アーミデール・シティ・カウンシル(以下、アーミデール市)とデュメリック・シャイア・カウンシル(以下、デュメリック町)は、シドニー市街から北へ約400kmに位置し、デュメリック町(人口3,950人、面積4,168平方km)の中にアーミデール市(人口2万2,000人、面積34平方km)がぽつんと浮かぶ、変わった地理条件の自治体である。
2つの自治体が合併の可能性を検討し始めたのは1960年代に遡る。それは、先に述べた地理的条件や、それゆえに両自治体が共通の課題を抱えていたこと、両自治体の管理する施設などを有効的に利用することを狙ったためであった。その後も、周辺自治体や近郊の大学とともに、「自治体の効率的な運営のための統合」という問題を議論してきた。
1999年に州自治相の指導を受けて同年7月に両市町の間で合併協議を始め、境界委員会の審査を経たのち、12月には合併案が承認された。正式に成立したのは2000年2月21日である。
この「スピード結婚」の過程で、どのような課題に取り組んだのか、アーミデール・デュメリック職員のスティーブ・ゴウ氏にお話を伺った。それによると、2つの自治体が1つに統合される際に、予想された懸案事項とは、
- これまでの施策、運営方法を変えなくてはならないこと
- 議員数が減少することによって、民意が反映されなくなること(特に僻地)
- 職員の雇用数をどうするのか
であり、そして、これらの問題を次のように解決した。
- 専門家の参加を得て、コスト分析を行った。99年8月にワーキンググループを設置して、両自治体の職員間で協議を重ね、両自治体職員は「共同の意識」を育んでいった。この努力の結果、合併施行日の前後も住民サービスが寸断されることはなかった。
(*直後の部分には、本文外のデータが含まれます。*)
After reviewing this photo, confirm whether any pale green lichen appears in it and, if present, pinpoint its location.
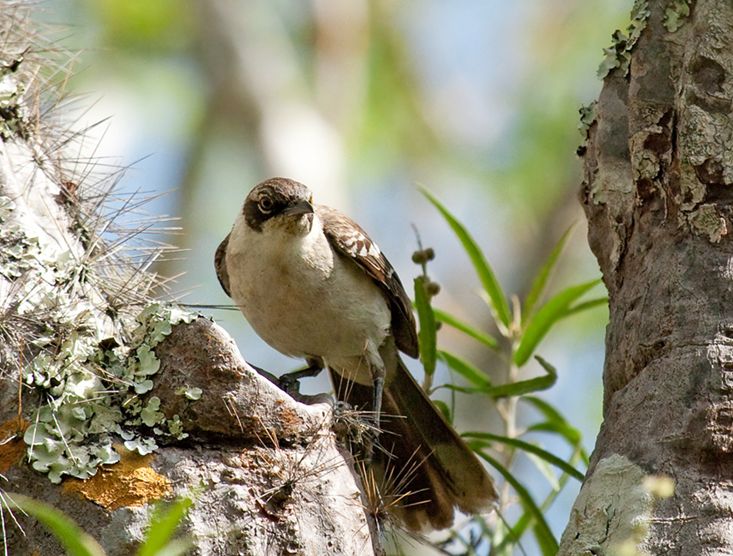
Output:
[597,0,651,79]
[176,386,204,401]
[558,454,674,556]
[663,0,690,33]
[0,192,197,483]
[24,303,196,482]
[688,204,728,243]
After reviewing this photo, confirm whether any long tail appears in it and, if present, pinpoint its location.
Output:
[331,360,496,531]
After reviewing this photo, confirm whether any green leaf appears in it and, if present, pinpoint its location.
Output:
[521,396,588,466]
[514,279,601,367]
[462,432,584,481]
[6,493,105,556]
[491,448,576,554]
[137,497,193,556]
[433,308,499,350]
[414,276,437,375]
[487,355,557,398]
[438,350,492,391]
[522,224,575,322]
[476,448,558,556]
[430,399,453,423]
[420,187,512,329]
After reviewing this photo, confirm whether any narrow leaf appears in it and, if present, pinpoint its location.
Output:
[476,449,558,556]
[514,279,601,367]
[433,309,499,350]
[462,432,584,481]
[521,396,588,466]
[522,224,575,322]
[414,276,437,375]
[137,497,193,556]
[6,493,104,556]
[420,187,512,329]
[487,355,557,398]
[438,350,492,391]
[491,446,576,554]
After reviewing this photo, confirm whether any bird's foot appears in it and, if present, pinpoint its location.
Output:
[277,362,323,399]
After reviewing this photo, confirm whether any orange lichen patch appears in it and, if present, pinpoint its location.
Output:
[0,419,29,473]
[64,446,172,510]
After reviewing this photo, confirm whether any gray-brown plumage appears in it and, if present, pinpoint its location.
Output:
[215,178,496,530]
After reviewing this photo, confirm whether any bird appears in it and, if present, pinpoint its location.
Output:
[214,177,497,532]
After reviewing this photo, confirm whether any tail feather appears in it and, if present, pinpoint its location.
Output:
[331,361,496,531]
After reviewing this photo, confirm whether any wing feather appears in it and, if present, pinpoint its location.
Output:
[316,205,418,357]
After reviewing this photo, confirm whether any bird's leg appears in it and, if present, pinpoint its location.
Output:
[278,357,324,397]
[372,368,384,428]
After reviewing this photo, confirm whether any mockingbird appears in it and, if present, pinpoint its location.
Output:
[215,178,496,530]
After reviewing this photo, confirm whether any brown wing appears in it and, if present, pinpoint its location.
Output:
[316,205,418,357]
[214,234,232,297]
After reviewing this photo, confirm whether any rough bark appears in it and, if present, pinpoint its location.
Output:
[0,2,378,555]
[561,0,733,555]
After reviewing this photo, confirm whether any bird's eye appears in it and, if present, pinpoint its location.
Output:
[257,197,273,214]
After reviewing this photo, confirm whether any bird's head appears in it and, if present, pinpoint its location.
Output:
[242,178,314,236]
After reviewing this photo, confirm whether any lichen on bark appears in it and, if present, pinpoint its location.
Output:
[562,0,733,554]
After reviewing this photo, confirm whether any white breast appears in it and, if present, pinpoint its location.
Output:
[226,214,391,361]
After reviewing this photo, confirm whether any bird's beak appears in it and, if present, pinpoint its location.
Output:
[282,199,313,216]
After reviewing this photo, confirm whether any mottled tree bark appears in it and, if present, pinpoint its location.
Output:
[561,0,733,555]
[0,5,382,556]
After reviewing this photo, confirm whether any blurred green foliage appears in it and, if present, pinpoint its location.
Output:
[28,0,631,553]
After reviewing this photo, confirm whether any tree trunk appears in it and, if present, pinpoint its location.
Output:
[561,0,733,555]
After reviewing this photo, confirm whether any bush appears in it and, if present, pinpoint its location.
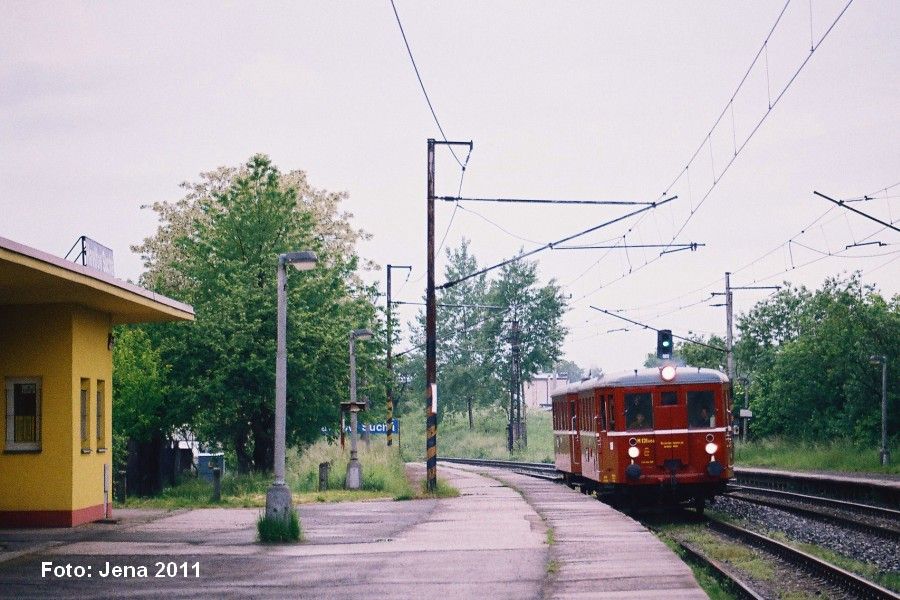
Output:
[256,510,302,544]
[287,438,413,499]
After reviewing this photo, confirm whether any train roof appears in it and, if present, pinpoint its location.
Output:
[551,366,728,396]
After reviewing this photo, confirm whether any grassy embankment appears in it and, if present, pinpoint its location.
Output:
[403,410,900,474]
[118,439,458,509]
[735,438,900,474]
[402,410,553,462]
[122,410,900,508]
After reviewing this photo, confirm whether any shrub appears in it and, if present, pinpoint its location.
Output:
[256,510,302,544]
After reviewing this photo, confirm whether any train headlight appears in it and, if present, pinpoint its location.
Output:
[659,365,675,381]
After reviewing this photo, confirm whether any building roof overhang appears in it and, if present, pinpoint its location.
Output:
[0,237,194,324]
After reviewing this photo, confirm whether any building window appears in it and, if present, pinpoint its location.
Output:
[81,379,91,452]
[6,377,41,451]
[96,379,106,450]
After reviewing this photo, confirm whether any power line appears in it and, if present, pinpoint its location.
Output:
[434,196,653,206]
[813,190,900,232]
[391,0,465,170]
[577,0,853,301]
[591,305,726,352]
[436,196,678,290]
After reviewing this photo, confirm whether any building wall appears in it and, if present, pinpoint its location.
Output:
[0,304,112,525]
[0,305,73,511]
[70,308,112,520]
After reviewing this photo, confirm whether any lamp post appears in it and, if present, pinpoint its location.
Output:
[347,329,373,490]
[266,251,318,521]
[869,354,891,465]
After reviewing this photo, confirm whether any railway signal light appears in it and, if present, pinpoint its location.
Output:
[656,329,672,359]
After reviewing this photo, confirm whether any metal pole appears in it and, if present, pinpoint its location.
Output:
[385,265,412,447]
[384,265,394,448]
[266,256,293,521]
[741,380,750,442]
[725,272,734,384]
[881,355,891,465]
[275,257,287,485]
[347,331,362,490]
[425,138,437,493]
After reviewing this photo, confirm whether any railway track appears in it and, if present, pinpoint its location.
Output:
[438,458,562,481]
[441,459,900,598]
[694,518,900,599]
[728,486,900,542]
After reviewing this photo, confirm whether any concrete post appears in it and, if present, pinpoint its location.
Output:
[212,467,222,502]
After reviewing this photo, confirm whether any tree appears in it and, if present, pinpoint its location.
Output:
[436,239,502,429]
[125,155,385,471]
[112,326,171,471]
[744,273,900,443]
[546,358,584,381]
[484,255,566,406]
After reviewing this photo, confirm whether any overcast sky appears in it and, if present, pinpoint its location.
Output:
[0,0,900,370]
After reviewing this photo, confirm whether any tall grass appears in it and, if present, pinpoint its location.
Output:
[286,440,413,498]
[402,409,553,462]
[734,437,900,474]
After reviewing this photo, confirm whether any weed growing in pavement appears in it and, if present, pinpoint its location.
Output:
[256,510,302,544]
[403,409,553,462]
[121,441,415,510]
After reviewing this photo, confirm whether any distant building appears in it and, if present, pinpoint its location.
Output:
[0,237,194,527]
[525,373,569,410]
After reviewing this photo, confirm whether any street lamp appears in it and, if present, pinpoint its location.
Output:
[869,354,891,465]
[347,329,374,490]
[266,251,318,521]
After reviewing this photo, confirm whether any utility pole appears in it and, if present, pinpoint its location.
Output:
[869,355,891,466]
[425,138,472,493]
[711,271,781,382]
[725,271,734,382]
[385,265,412,447]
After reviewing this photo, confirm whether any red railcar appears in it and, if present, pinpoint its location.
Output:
[553,365,734,510]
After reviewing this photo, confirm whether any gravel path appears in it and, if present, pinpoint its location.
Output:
[710,496,900,572]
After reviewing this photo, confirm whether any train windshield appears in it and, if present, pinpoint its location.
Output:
[625,392,653,429]
[688,391,716,428]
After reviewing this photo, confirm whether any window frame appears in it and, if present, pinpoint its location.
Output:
[94,379,106,452]
[3,376,43,452]
[78,377,91,454]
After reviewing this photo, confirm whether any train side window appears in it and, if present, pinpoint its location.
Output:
[606,394,616,431]
[625,392,653,429]
[688,391,716,427]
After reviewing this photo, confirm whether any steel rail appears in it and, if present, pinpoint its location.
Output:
[678,541,765,600]
[734,467,900,512]
[729,490,900,542]
[707,518,900,600]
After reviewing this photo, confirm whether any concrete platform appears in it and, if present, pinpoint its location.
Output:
[0,471,549,599]
[458,465,708,600]
[0,465,705,600]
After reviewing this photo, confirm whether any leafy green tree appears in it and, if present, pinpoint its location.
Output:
[132,155,385,471]
[545,358,585,381]
[112,326,171,471]
[483,253,566,408]
[740,273,900,443]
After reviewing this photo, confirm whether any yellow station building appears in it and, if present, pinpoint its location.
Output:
[0,237,194,527]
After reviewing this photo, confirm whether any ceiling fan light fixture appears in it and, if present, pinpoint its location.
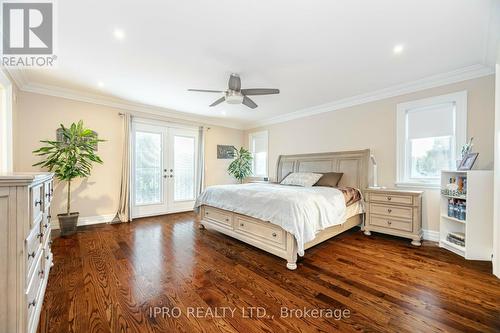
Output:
[226,91,245,104]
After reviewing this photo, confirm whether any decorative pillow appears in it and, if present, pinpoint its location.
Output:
[314,172,344,187]
[280,172,323,187]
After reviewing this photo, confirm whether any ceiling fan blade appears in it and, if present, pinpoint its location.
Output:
[243,96,257,109]
[241,88,280,96]
[188,89,223,93]
[210,96,226,106]
[228,74,241,91]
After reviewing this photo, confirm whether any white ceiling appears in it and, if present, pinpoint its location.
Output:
[8,0,499,128]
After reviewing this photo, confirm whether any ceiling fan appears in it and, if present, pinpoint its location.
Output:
[188,73,280,109]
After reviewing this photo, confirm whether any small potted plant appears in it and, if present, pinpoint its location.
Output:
[33,120,104,236]
[227,147,253,184]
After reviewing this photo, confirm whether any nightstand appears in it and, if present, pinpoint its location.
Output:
[364,189,423,246]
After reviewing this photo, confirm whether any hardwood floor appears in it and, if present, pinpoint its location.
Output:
[38,213,500,333]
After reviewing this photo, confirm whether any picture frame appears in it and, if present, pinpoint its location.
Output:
[458,153,479,170]
[217,145,235,160]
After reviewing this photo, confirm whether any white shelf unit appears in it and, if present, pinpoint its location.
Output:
[439,170,493,261]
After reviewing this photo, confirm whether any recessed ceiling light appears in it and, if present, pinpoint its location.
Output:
[392,44,405,54]
[113,29,125,40]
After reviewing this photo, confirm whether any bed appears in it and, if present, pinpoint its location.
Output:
[195,149,370,270]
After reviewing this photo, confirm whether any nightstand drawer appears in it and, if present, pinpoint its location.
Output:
[370,193,413,205]
[370,204,413,220]
[369,215,412,231]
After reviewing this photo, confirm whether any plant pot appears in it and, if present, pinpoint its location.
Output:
[57,213,80,236]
- 住民と議会間のパイプ役として、地域ごとに議員が長を務める地域委員会(Local Area Committees)を設置した。
- 最低3年間は職員の削減を行わないこととした。ただし、退職後の補充をしないなど、その後の緩やかな定員減を図ることとした。
2000年2月の合併後に、どのような変化があったのかの問いには、「財政的には、2つの自治体が合わさったことによって予算額が大きくなり、僻地で受けられる行政サービスに変化が起こった。つまりサービスの幅が広がり、これまでは予算不足でできなかった事業を実施できるようになった」との答えであった。